After Vogelsong left, the Giants had to rely on their bullpen. Ha ha, you were actually wearing a handkerchief and now you're patting down your brow, just thinking about it. That's fine. It was my reaction, too. Except, pretend that you entered a cheat code before the game and got the following relievers:
- A 97-mph goofball with gaudy minor-league statistics who looks every bit as good as the stats suggest
- Sergio Romo from 2011, give or take
Say, that adds some spice to the bullpen. Especially if the 97-mph goofball is hitting his spots and efficient enough to throw two innings. Giants fans have been complaining about the bullpen for about a month now, if not longer. I've been honking that help-horn, too. Look at what those weirdos did tonight, though. Romo suddenly has the analog controller back for his slider, and he's making lefties and righties look silly. Hunter Strickland looks like the kind of guy who can have a 10 or 11 K/9, which he does, while having just enough control to make him dominant when it's all working.
Reminder that the Giants have Hunter Strickland because the Pirates removed him from their roster to add Jonathan Sanchez.
Even Santiago Casilla was normal.
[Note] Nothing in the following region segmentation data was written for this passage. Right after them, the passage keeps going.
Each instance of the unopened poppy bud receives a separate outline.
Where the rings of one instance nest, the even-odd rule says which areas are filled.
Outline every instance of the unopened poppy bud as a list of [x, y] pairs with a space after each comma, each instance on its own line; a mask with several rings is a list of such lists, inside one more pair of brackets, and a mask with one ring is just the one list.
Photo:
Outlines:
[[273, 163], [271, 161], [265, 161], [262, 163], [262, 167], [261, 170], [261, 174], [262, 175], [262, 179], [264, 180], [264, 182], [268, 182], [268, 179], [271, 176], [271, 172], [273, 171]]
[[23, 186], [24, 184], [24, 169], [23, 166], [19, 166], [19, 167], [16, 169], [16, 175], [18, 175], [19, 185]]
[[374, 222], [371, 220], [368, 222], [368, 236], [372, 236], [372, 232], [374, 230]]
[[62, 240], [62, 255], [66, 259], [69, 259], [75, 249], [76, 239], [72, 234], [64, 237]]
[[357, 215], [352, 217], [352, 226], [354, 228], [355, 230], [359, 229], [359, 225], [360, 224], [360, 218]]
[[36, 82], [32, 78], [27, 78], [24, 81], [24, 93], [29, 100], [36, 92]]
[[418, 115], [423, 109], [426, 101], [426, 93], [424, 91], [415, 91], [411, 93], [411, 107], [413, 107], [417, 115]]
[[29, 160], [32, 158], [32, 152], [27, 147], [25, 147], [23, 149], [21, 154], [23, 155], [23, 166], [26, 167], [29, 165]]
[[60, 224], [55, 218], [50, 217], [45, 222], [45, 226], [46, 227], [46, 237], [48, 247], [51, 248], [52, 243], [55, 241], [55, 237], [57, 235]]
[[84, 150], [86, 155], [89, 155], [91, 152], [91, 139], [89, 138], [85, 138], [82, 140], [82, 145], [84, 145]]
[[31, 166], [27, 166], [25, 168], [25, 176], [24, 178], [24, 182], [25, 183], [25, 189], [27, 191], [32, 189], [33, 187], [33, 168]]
I don't know what the Giants' bullpen has in store for the rest of the season, but for a night against a good team (ostensibly, considering they've been even bigger bonerchins than the Giants lately), they looked workable. Better than workable, really. Desirable. Bring on the postseason because we have Strickland, Romo, and Casilla, you goons!
That doesn't inspire confidence right now, but with five or six more of these nights, I'm willing to listen.
Meanwhile, in Los Angeles:
They're booing Mat Latos now as he is giving up rockets all over the place. It's 5-1 Reds in the fifth— Mark Saxon (@markasaxon) August 14, 2015
Whooo, well, I was going to compare this tweet to Gravity's Rainbow and write 2,000 words comparing the two, but ...
It just got too hot in here, why, I don't know what's come over me, I feel flush.
Did you know if you lick a computer screen, you can't really taste a tweet? I don't know why I bring that up. It's not like I've tried it. Tonight. With that tweet. Total non-sequitur, don't know why I'm not deleting it right now.
It means nothing now, but Roberto Kelly had the worst send of the year in the third inning. We don't care for a couple of reasons, but it's still worth mentioning.
The first reason we don't care:
We don't notice him that much. At least, I don't mention him that much. Which is a good thing.
The second reason we don't care:
The Giants have made an out at plate the fewest times in the majors (5). Most: Tigers (17).— Bill Arnold (@sfgwire) August 14, 2015
There's a reason we don't notice him that much. He's probably pretty okay.
That written, dude.
Come on, man.
I'm over it. We've all learned something! Keep winning, Giants.